Financially troubled media measurement company Comscore says it is in advanced talks with an “anchor investor” to help it reduce debt.
Comscore's long-term debt was $199.1 million in 2019, growing from $178.5 million in 2018 and $2.1 million in 2017.
Much of the company's trouble same to the surface in 2016 over accounting practices around revenue recognition.

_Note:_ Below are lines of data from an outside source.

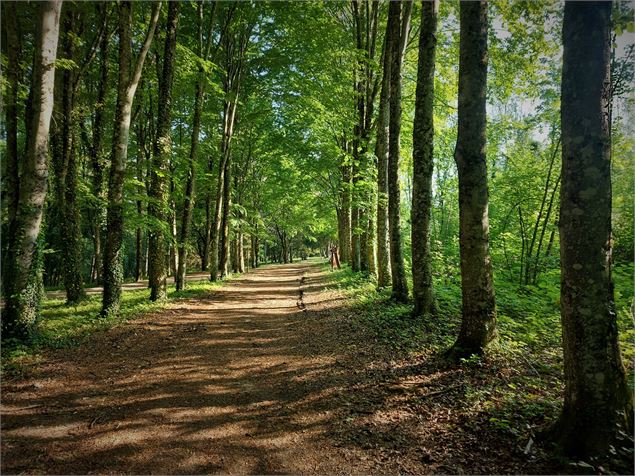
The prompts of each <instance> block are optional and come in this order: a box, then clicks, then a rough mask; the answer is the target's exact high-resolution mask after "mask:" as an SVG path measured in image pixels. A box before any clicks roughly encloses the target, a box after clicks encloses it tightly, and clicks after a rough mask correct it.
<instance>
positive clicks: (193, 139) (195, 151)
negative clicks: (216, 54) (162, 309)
mask: <svg viewBox="0 0 635 476" xmlns="http://www.w3.org/2000/svg"><path fill="white" fill-rule="evenodd" d="M216 6H217V2H214V3H213V4H212V7H211V8H212V11H211V16H210V24H209V30H208V34H207V37H206V38H207V47H206V48H204V47H203V41H204V38H203V14H204V11H203V3H202V2H201V3H199V4H198V56H199V57H201V58H203V59H208V57H209V52H210V45H211V43H212V42H211V33H212V28H213V27H214V21H215V13H216ZM198 73H199V78H198V80H197V82H196V93H195V97H194V115H193V118H192V138H191V142H190V157H189V168H188V173H187V182H186V184H185V199H184V200H183V216H182V217H181V229H180V232H179V240H178V249H179V259H178V261H179V267H178V270H177V272H176V276H175V278H174V280H175V284H176V289H177V291H180V290H182V289H183V288H184V287H185V275H186V273H187V241H188V239H189V236H190V229H191V226H192V225H191V222H192V210H193V209H194V200H195V190H194V185H195V183H196V161H197V159H198V143H199V136H200V131H201V112H202V110H203V102H204V94H203V79H204V78H203V74H204V70H203V68H202V67H199V72H198ZM208 221H209V213H208ZM207 229H208V227H206V230H207ZM207 236H208V232H207V231H206V238H207ZM204 247H205V250H204V253H203V256H204V260H203V261H204V263H201V266H202V269H203V271H204V270H205V269H206V268H207V248H208V247H209V241H208V240H206V243H205V244H204Z"/></svg>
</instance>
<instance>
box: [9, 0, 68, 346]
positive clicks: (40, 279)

The company said it rectified concerns and restated a few years of financial statements.
In 2018, Comscore looked to possibly sell the company, but there were no takers, according to reports.
In an effort to lower its debt issues, Comscore struck a deeply discounted $20 million deal in 2019 with a private-equity company that troubled investors and analysts.
Later that year, the Securities and Exchange Commission charged Comscore and its former CEO Serge Matta for engaging in a fraudulent scheme to overstate revenue by $50 million and for making false and misleading statements about financial performance.
The company and Matta entered a settlement with the SEC without admitting wrongdoing.
In its recent third-quarter period, Comscore's revenue slipped 7% to $88.0 million compared to $94.3 million, posting a slightly larger net loss of $11.1 million compared to $10.6 million.
Revenues from ratings and planning products -- the bulk of its business (71.3% of overall revenue) -- dropped 4% to $62.7 million.
Comscore's analytics and optimization business was down 5% to $17.4 million. Movie data services revenue sank 27% to $7.8 million due to the impact of ongoing theater closures.
Comscore says it continues to focus on new media measurement around a new impressions-based currency with “enhanced advertising capabilities.”